Rent in Singapore has very unique supply-demand games since most of the demand for rent comes from foreigners. Singapore has the top homeownership ratio where even majority of the bottom 20% of the population have their own flats, which is very rare in the world. This makes demand extremely responsive to economic growth which effects foreign intake.

In the demand side, 2011 will be a "normal" year compared to 2010 with respect to growth and less jobs will be created compared to 2010. This means less new comers for rental demand. Actually in terms of new comers, 2010 was an extra-ordinary year. In this period, EP holder numbers jumped from 115,000 to 142,000 (more than 20%) and S-Pass holder numbers jumped from 82,000 to 98,000. 2011 will probably not see these huge jumps given the fact that the government is willing to encourage companies to hire more locals and the growth rate will be more moderate.

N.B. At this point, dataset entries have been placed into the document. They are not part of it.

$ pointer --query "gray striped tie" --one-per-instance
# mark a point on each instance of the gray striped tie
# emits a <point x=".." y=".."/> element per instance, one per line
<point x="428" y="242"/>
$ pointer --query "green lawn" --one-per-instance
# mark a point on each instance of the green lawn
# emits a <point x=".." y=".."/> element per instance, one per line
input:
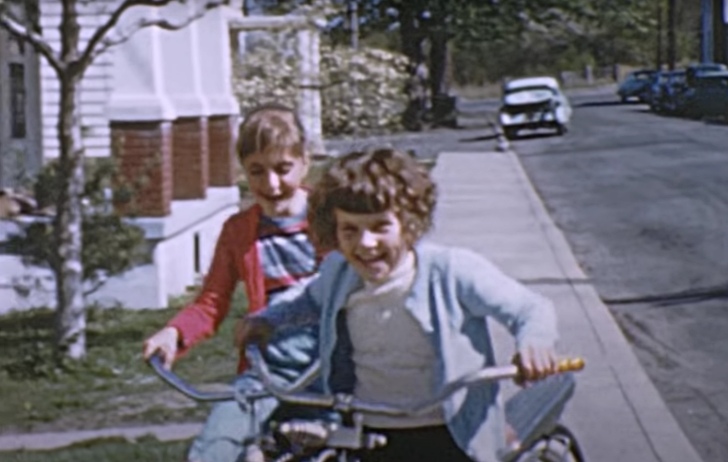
<point x="107" y="450"/>
<point x="113" y="385"/>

On the other hand by late 2011, properties bought by investors in previous years will be completed and ready for the tenants:
Data from URA analyzed by Kim Eng indicates that 40,850 new completed units are expected to hit the market by 2015. About 9,000 of these units are due to come this year, with close to 70 percent of that coming from the rental areas outside district 9,10 and 11. 
With  a large proportion of the supply likely to be rented out, analyst expect the new supply will put some pressure on rents. Source: The Straits Times 

This means although expat choice districts of 9,10 and 11 would not see a dramatic fall in rents, properties in non-traditional renting districts will feel the pressure. The Straits Times also reported that signs of softening rents can be seen in district 15 (Katong, Siglap, Marine Parade) where homes went for 4500 SGD per month a few months ago but now can fetch something between 4000 SGD - 4300 SGD per month for rent.

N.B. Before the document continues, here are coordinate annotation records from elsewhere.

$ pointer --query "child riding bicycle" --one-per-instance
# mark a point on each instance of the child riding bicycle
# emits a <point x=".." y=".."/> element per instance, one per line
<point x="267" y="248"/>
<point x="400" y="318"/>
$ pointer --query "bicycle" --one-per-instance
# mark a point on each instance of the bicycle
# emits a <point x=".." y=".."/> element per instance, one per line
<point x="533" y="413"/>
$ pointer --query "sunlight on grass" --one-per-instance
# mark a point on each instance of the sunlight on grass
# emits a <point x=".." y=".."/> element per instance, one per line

What is also supporting supply is the property cooling measures introduced in Jan 2011 and aiming to cut speculators.
  • Increase the holding period for imposition of Seller’s Stamp Duty (SSD) from the current three years to four years;
  • Raise the SSD rates to 16%, 12%, 8% and 4% of consideration for residential properties which are bought on or after 14 January 2011, and are sold in the first, second, third and fourth year of purchase respectively;
  • Lower the Loan-To-Value (LTV) limit to 50% on housing loans granted by financial institutions regulated by MAS for property purchasers who are not individuals1; and
  • Lower the LTV limit on housing loans granted by financial institutions regulated by MAS from 70% to 60% for property purchasers who are individuals with one or more outstanding housing loans2 at the time of the new housing purchase;
These measures left a lot of speculators with properties in their hands and since they do not buy for owner occupation they will have to rent them out.

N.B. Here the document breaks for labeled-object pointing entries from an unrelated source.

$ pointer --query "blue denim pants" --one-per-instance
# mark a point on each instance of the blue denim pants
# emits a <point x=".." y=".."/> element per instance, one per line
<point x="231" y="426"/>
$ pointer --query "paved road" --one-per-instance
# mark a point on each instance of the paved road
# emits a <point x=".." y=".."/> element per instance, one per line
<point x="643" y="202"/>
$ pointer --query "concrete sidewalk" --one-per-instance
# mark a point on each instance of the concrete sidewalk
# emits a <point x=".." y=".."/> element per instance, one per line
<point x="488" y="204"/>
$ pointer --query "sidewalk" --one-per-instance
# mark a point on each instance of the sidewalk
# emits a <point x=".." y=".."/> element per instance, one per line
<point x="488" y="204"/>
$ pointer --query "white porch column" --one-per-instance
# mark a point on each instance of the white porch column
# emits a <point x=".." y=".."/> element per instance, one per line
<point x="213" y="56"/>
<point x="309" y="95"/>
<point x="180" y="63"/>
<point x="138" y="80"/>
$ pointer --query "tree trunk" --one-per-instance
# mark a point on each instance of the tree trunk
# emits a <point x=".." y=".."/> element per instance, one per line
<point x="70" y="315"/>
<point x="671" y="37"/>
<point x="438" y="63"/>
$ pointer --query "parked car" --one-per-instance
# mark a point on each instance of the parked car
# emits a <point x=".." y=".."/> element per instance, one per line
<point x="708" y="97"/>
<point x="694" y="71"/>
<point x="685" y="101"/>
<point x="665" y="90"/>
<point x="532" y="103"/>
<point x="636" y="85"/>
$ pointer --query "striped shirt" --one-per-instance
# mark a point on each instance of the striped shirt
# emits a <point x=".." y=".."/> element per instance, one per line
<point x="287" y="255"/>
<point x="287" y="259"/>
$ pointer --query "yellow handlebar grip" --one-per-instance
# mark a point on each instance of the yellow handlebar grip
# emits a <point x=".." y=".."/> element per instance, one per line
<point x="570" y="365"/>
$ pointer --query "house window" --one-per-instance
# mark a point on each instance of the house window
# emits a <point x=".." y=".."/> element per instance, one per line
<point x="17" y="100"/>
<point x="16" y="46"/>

But do not forget, these measures also support the demand. Lots of PRs would prefer to buy an HDB instead of paying 3500+ SGD per month to a condo but since buying a resale HDB is harder for them with the latest measures, they will prefer to rent.


Disclaimer
This blog article is to provide general information only and should not be treated as an invitation to buy or sell any property or as sales material.  Users of this report should consider this report as a one of the many factors in making their investment decision. Users should make reference to other sources of information and specific investment advice to obtain a more objective view of the property market. Asia Singapore shall not be responsible for losses suffered.